Get ready for groundbreaking discoveries! A new study led by a team of international researchers from UCL suggests that observations of gravitational waves from merging black holes could unlock the secrets of dark matter.
Prepare to have your mind blown! This study, presented at the 2023 National Astronomy Meeting in Cardiff and now published in the journal Physical Review D, used computer simulations to explore the production of gravitational wave signals in simulated universes with different types of dark matter.
What did they find? Well, they discovered that by counting the number of black-hole merging events detected by the next generation of observatories, we can gain insights into whether or not dark matter interacts with other particles. This could help us finally unravel the mystery of what dark matter is made of.
Dark matter has always been a puzzle for cosmologists. Despite overwhelming evidence that it constitutes a whopping 85% of all matter in the universe, we still don’t fully understand its nature. Does it collide with other particles like atoms or neutrinos? Or does it simply pass through them without any interaction?
One way to investigate this is by studying how galaxies form in dense clouds of dark matter known as haloes.
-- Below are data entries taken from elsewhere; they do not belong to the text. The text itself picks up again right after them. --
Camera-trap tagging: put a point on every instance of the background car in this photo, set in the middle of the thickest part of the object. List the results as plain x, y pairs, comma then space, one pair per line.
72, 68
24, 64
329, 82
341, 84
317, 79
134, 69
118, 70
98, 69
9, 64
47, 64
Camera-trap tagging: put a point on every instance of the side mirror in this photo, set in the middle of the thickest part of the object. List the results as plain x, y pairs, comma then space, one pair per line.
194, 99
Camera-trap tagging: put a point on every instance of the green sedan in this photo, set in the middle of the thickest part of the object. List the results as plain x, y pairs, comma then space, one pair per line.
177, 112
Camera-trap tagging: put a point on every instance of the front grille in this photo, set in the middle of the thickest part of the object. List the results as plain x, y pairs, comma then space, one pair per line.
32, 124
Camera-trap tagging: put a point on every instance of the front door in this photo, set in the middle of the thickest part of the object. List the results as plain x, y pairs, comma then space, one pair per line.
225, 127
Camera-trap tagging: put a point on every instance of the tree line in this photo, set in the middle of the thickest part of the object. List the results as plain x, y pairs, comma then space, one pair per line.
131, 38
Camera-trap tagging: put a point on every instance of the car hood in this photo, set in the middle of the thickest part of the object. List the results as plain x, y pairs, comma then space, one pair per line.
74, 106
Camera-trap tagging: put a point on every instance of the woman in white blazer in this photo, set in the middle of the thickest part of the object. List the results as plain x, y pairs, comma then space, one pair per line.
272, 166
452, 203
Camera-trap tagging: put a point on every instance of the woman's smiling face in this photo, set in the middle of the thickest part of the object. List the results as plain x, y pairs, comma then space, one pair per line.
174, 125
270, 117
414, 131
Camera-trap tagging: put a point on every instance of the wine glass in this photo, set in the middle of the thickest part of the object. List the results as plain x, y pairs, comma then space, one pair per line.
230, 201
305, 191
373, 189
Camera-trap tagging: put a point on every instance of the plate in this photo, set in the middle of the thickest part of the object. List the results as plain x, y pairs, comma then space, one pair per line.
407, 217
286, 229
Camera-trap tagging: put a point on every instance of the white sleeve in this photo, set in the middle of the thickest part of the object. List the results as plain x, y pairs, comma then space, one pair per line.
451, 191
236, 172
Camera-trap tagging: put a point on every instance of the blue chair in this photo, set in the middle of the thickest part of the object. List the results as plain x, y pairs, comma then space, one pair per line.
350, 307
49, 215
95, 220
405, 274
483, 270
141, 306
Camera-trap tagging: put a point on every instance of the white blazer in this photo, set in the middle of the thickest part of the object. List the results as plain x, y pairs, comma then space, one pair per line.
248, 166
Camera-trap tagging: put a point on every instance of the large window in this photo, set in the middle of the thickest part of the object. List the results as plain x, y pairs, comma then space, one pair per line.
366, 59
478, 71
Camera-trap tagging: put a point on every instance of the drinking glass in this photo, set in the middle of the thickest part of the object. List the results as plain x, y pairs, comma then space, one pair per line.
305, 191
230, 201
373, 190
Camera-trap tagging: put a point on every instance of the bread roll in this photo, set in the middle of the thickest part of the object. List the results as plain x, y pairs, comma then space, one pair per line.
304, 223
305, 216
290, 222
If dark matter collides with neutrinos, it disrupts the dark matter structure, resulting in fewer galaxies being formed.
However, there’s a catch. The missing galaxies are incredibly small and distant, making it incredibly challenging to observe them even with the most advanced telescopes available.
But fear not! The authors of this study have come up with a brilliant solution. Instead of directly targeting the missing galaxies, they propose using gravitational waves as an indirect measure of their abundance. Their simulations demonstrate that in models where dark matter collides with other particles, there are significantly fewer black-hole mergers in the distant universe.
Although this effect is currently too minuscule to be detected by current gravitational wave experiments, it will be a primary focus for the next generation of observatories that are currently in the works.
The authors are optimistic that their innovative approach will inspire new ideas for utilizing gravitational wave data to explore the vast structure of the universe and shed light on the enigmatic nature of dark matter.
Dr. Alex Jenkins (UCL Physics & Astronomy), one of the lead authors of the study, expressed his excitement, stating, “Gravitational waves are a powerful new tool for observing the distant universe. The next generation of observatories will detect hundreds of thousands of black-hole mergers every year, giving us unprecedented insights into the structure and evolution of the cosmos.”
Co-author Dr. Sownak Bose of Durham University added, “Dark matter remains one of the enduring mysteries in our understanding of the universe. That’s why it’s crucial to continue identifying new ways to explore different models of dark matter. By combining existing and new probes, gravitational-wave astronomy offers a pathway to better comprehend not only dark matter but also the formation and evolution of galaxies as a whole.”